Platform as a Service (PaaS) is considered by many to be the ideal way to get your applications to the cloud. Google, with its App Engine product was among the first off the blocks and the last few years have seen steady fixes and enhancements to the platform. This changed last week with the announcement for full Java 8 support on the App Engine Standard Runtime.
Amit Rouzrokh, Product Manager at Google Cloud announced full Java 8 support on the App Engine Standard Runtime along with the complete picture of it not just being a question of language version support but a well planned release that takes into consideration support for Java toolsets, elimination of the class whitelisting, support for popular frameworks and an update Google Cloud API for Java.
Developers who prefer using the popular Java frameworks, rather than adjusting their applications to use the App Engine APIs, can do so now with the Java 8 runtime support. Frameworks like Spring Boot and alternative JVM languages like Groovy and Kotlin are supported too. The most important thing to note in this support is that Google has done away with the Java class whitelisting, which prohibited use of certain Java classes in the SDK due to sandbox restrictions. Developers now closely integrate their development and build tools and this release has seen strong support for tooling that includes. Stackdriver, Cloud SDK, Maven, Gradle, IntelliJ and Eclipse plugins.
App Engine is well known for making it dead simple to deploy your apps to the Google Cloud runtime. The ease in the deployment workflow is well demonstrated by this Youtube tutorial that shows how to deploy a Java Application to App Engine within a minute.

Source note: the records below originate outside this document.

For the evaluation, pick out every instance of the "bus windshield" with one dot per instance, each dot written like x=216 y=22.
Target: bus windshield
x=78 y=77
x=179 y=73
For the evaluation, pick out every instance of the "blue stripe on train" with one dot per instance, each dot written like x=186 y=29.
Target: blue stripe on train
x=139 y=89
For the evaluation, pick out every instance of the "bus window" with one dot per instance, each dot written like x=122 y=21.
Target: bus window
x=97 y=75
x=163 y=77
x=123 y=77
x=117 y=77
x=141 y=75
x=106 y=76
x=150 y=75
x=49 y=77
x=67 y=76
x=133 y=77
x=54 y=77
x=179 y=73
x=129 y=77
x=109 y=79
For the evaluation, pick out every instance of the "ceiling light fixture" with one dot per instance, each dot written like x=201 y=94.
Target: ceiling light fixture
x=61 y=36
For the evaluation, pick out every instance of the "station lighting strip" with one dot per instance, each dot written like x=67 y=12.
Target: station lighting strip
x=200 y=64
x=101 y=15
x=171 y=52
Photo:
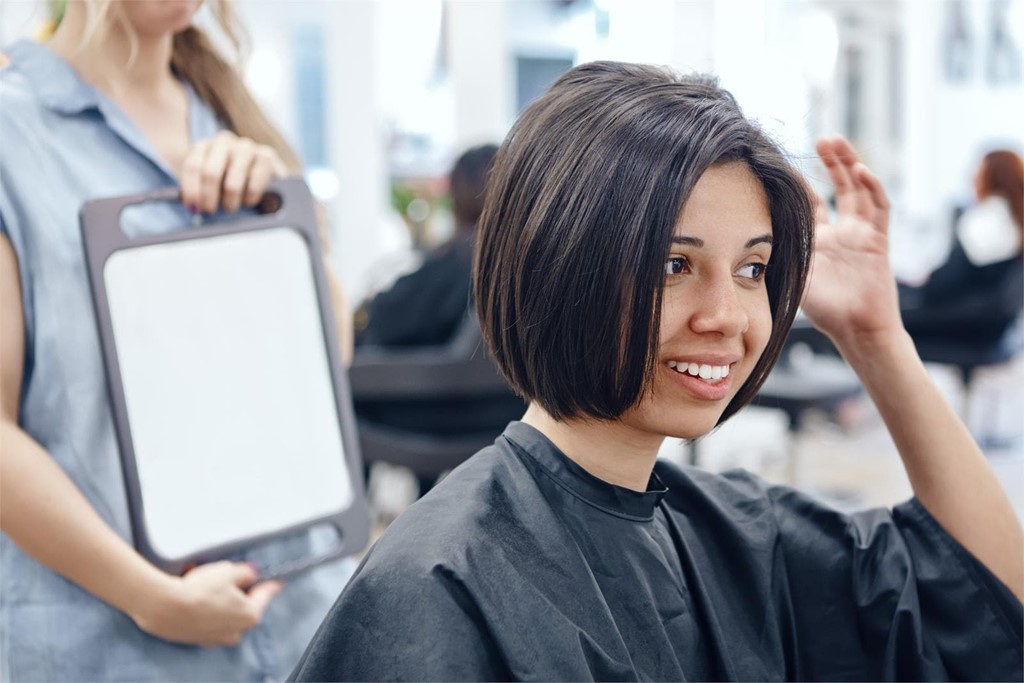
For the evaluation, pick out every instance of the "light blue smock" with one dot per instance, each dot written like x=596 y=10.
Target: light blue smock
x=61 y=143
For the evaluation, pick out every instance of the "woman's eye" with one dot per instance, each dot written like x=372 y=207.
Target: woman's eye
x=675 y=265
x=753 y=270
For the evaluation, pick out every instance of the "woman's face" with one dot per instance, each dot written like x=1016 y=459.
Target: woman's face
x=716 y=317
x=155 y=17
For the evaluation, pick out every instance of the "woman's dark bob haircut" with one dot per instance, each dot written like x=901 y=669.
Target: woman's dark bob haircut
x=582 y=203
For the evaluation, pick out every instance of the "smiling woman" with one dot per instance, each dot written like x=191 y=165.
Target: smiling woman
x=641 y=255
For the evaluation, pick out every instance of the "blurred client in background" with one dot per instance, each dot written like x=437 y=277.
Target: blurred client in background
x=428 y=305
x=978 y=292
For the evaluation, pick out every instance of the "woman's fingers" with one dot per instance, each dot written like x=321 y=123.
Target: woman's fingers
x=840 y=174
x=238 y=175
x=877 y=197
x=263 y=170
x=190 y=170
x=227 y=172
x=858 y=193
x=214 y=168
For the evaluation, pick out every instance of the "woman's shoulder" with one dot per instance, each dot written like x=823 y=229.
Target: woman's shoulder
x=20 y=99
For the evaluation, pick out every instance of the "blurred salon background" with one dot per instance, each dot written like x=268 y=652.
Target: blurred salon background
x=381 y=96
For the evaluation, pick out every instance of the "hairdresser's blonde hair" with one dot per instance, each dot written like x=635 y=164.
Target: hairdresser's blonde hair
x=195 y=57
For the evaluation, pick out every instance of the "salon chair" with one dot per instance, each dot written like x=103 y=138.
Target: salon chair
x=429 y=409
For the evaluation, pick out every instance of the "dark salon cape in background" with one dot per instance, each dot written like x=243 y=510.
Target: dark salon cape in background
x=521 y=565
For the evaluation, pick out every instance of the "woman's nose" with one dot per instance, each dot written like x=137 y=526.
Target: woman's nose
x=719 y=308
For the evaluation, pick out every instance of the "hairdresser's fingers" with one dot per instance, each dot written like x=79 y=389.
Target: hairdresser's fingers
x=863 y=202
x=840 y=175
x=190 y=169
x=211 y=177
x=266 y=166
x=240 y=165
x=877 y=194
x=261 y=595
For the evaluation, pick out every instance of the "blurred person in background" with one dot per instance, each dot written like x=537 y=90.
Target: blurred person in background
x=978 y=292
x=428 y=305
x=123 y=98
x=641 y=258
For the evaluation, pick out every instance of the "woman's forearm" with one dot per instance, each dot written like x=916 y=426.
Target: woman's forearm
x=947 y=470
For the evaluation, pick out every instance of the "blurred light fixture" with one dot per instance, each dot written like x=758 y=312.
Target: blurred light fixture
x=263 y=74
x=324 y=182
x=819 y=37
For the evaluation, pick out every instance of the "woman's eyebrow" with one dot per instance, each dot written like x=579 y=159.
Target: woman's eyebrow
x=695 y=242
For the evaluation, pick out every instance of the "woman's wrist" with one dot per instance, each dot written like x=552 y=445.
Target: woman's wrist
x=157 y=593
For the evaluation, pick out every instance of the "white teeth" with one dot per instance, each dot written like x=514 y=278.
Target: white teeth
x=705 y=372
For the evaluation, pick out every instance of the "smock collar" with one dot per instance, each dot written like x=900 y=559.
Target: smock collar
x=56 y=84
x=532 y=445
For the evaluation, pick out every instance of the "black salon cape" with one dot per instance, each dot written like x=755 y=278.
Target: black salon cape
x=521 y=565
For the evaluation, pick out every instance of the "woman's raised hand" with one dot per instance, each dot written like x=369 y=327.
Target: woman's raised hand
x=227 y=172
x=852 y=294
x=211 y=605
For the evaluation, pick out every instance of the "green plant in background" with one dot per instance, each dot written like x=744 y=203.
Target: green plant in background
x=401 y=197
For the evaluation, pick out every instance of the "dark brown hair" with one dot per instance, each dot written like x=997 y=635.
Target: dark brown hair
x=1003 y=175
x=581 y=207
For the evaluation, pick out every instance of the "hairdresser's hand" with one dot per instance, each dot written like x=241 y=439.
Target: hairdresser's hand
x=852 y=294
x=227 y=172
x=208 y=605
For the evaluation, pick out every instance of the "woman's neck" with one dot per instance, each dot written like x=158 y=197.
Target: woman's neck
x=110 y=63
x=606 y=449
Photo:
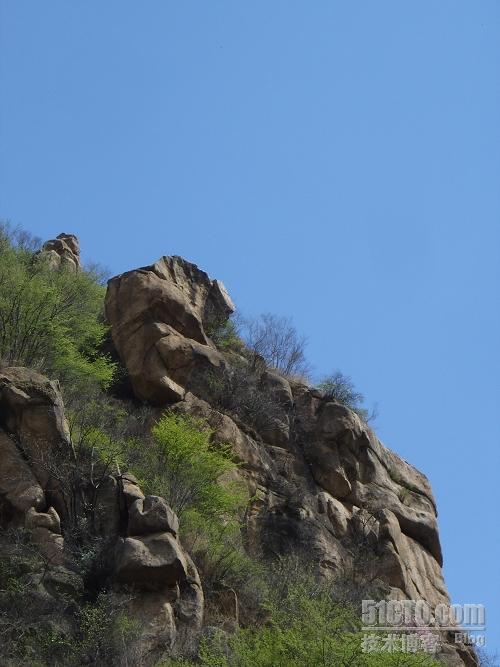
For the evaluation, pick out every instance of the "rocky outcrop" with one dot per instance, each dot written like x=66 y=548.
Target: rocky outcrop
x=63 y=251
x=321 y=482
x=160 y=316
x=150 y=570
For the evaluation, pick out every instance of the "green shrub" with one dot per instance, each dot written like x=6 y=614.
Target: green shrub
x=50 y=319
x=226 y=336
x=184 y=466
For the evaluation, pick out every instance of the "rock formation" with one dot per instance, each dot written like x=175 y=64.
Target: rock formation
x=160 y=317
x=64 y=251
x=322 y=482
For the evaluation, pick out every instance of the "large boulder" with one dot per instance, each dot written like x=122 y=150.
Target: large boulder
x=159 y=317
x=63 y=251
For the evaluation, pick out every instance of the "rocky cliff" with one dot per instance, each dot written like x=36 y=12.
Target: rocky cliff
x=321 y=484
x=321 y=481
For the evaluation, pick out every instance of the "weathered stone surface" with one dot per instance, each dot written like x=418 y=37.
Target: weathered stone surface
x=151 y=515
x=168 y=597
x=48 y=520
x=151 y=560
x=63 y=251
x=18 y=485
x=31 y=407
x=159 y=315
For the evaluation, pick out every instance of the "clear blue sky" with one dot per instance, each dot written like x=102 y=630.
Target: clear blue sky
x=334 y=161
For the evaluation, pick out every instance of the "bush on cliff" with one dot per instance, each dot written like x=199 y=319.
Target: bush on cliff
x=51 y=319
x=305 y=627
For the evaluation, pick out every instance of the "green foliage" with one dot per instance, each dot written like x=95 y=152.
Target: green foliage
x=50 y=319
x=38 y=630
x=340 y=388
x=195 y=475
x=226 y=336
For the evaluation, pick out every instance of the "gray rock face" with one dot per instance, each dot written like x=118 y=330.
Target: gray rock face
x=168 y=598
x=151 y=560
x=63 y=251
x=322 y=483
x=151 y=515
x=159 y=316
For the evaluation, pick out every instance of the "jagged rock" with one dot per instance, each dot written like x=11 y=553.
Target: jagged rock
x=159 y=317
x=18 y=486
x=47 y=520
x=150 y=561
x=168 y=597
x=31 y=407
x=130 y=489
x=63 y=251
x=151 y=515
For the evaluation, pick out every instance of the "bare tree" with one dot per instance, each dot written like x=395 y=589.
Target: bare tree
x=275 y=339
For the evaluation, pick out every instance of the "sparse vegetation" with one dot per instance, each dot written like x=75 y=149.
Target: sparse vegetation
x=49 y=319
x=340 y=388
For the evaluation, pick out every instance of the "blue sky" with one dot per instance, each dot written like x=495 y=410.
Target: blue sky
x=334 y=161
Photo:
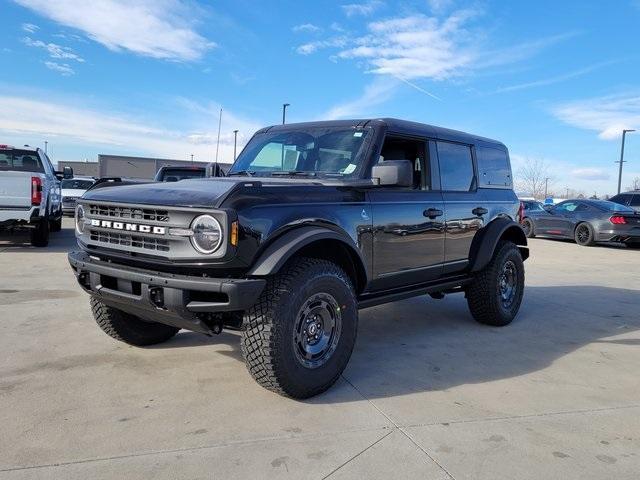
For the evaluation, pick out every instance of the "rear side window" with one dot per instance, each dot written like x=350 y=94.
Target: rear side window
x=456 y=167
x=22 y=160
x=493 y=167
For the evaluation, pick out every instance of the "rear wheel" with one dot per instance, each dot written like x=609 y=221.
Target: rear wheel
x=584 y=235
x=495 y=294
x=128 y=328
x=39 y=235
x=298 y=337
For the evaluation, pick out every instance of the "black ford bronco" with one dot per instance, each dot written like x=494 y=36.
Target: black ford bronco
x=313 y=222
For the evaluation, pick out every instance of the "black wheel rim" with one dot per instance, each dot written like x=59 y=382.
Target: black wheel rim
x=508 y=284
x=583 y=234
x=317 y=330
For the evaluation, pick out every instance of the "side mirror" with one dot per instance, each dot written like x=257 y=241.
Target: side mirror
x=397 y=173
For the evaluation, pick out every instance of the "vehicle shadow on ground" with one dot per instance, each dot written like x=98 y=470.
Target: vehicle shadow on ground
x=18 y=242
x=422 y=345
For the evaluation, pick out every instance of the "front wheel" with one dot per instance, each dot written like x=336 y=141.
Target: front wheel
x=528 y=227
x=495 y=294
x=298 y=337
x=584 y=235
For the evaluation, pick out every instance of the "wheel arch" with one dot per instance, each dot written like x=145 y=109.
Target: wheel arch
x=487 y=239
x=315 y=242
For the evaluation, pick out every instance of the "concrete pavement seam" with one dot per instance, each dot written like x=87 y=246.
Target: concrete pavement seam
x=193 y=449
x=516 y=417
x=401 y=430
x=358 y=454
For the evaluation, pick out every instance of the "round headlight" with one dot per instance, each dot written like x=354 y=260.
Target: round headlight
x=207 y=234
x=79 y=219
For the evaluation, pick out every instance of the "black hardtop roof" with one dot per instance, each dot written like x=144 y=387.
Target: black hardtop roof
x=395 y=125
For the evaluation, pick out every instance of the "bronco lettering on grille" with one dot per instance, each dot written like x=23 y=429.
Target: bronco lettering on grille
x=129 y=227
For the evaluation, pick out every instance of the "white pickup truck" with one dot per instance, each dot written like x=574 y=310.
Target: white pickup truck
x=30 y=195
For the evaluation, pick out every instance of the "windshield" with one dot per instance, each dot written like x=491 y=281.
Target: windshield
x=23 y=160
x=74 y=184
x=312 y=151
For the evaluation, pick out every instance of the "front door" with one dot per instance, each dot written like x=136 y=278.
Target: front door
x=408 y=223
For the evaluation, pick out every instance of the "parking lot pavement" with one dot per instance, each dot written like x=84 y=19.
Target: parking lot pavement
x=428 y=392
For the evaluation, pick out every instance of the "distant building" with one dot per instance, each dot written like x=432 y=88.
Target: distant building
x=144 y=168
x=81 y=169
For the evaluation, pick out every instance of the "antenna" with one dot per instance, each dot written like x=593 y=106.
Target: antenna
x=218 y=142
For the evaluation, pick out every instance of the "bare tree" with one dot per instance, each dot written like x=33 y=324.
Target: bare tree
x=635 y=184
x=534 y=178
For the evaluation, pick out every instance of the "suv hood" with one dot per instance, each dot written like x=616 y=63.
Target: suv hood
x=197 y=193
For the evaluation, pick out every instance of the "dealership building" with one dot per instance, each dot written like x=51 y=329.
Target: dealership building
x=125 y=166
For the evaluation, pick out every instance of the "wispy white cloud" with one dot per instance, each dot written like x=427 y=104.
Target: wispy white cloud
x=590 y=174
x=379 y=91
x=111 y=130
x=312 y=47
x=556 y=79
x=159 y=29
x=30 y=27
x=429 y=47
x=607 y=115
x=306 y=28
x=54 y=50
x=363 y=8
x=62 y=68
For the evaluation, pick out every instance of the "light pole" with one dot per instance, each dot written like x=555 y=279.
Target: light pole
x=546 y=187
x=235 y=143
x=624 y=134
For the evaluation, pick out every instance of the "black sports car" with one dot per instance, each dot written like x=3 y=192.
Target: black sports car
x=585 y=221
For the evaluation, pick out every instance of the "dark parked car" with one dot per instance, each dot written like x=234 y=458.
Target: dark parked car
x=628 y=199
x=585 y=221
x=313 y=222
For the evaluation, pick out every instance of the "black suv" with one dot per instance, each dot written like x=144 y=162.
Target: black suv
x=313 y=222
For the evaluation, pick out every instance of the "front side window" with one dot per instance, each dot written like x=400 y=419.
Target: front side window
x=456 y=167
x=314 y=151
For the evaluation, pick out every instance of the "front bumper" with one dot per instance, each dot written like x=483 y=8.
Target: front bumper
x=183 y=301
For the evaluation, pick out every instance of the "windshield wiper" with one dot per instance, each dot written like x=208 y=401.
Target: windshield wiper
x=293 y=173
x=248 y=173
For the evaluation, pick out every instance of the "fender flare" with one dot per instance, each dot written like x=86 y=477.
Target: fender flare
x=486 y=241
x=287 y=245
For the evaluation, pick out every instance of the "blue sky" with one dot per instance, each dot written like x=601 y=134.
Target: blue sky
x=555 y=81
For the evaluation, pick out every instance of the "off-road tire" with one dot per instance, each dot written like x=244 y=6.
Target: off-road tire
x=584 y=235
x=529 y=228
x=128 y=328
x=268 y=345
x=39 y=235
x=484 y=295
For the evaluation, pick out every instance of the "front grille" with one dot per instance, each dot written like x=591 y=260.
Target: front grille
x=126 y=240
x=148 y=214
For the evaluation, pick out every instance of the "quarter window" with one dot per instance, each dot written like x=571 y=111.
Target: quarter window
x=456 y=167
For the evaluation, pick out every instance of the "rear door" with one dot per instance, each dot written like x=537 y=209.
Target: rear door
x=463 y=206
x=408 y=223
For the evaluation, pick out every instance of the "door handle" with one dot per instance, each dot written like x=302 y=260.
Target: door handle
x=479 y=211
x=432 y=213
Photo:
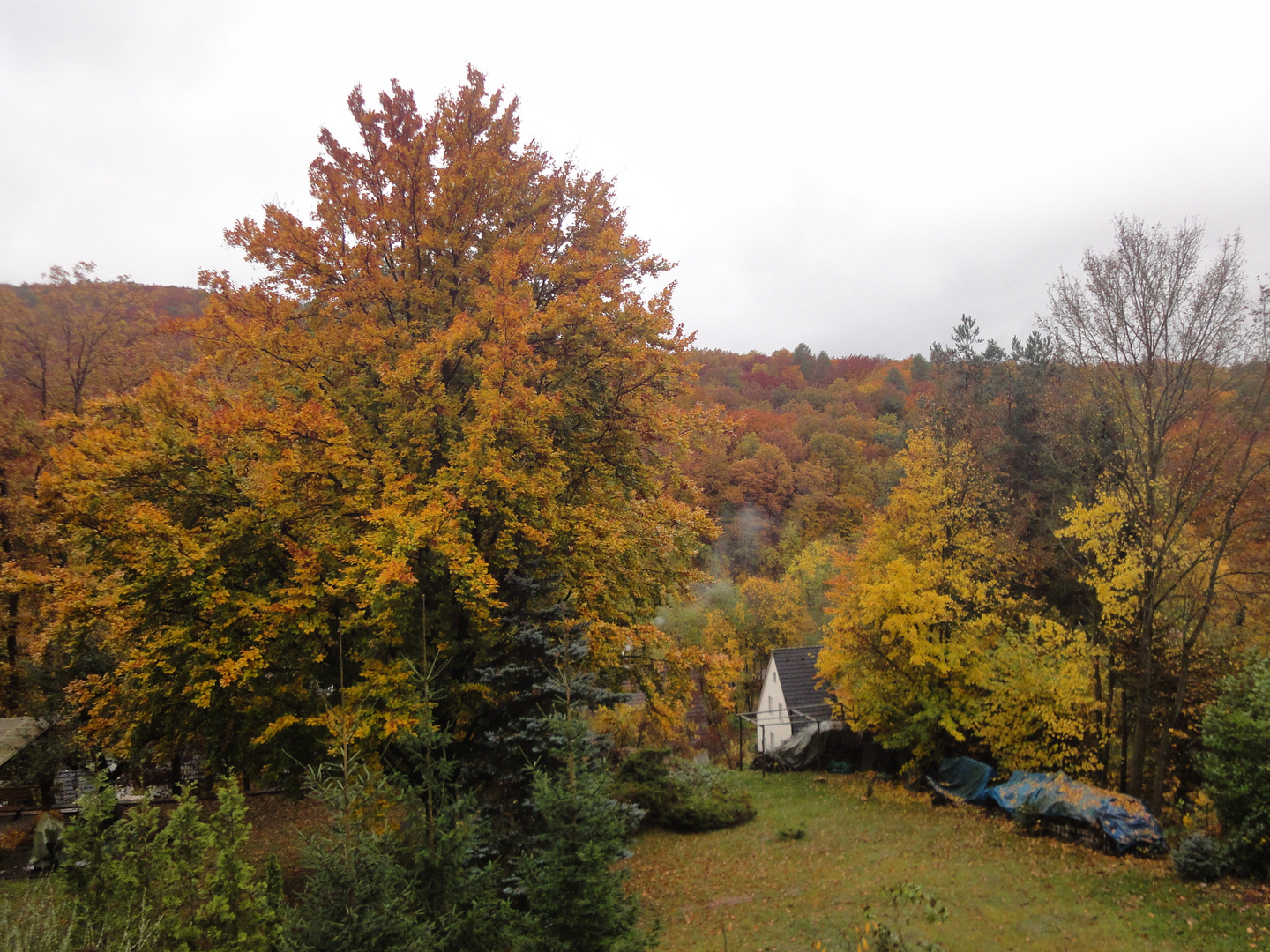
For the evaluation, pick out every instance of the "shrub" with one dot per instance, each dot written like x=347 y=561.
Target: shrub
x=1199 y=859
x=572 y=891
x=1237 y=747
x=165 y=885
x=683 y=796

App Engine in currently available in both Standard and Flexible Runtime. The Standard Runtime was the original version and over the years it has seen support for Python, Java, Go and PHP runtime environments but with restrictions that do limit flexibility for developers, especially certain frameworks and classes that you could use in the case of Java runtime. The Flexible runtime was introduced with more language support and ability to run your own code removing some of those limitations. With Java 8 now being available on the standard PaaS and with added flexibility of running popular Java frameworks, it might just be the trigger needed for existing customers to use newer language features but developers who now prefer to choose one of the popular frameworks and expect that to just work in the runtime.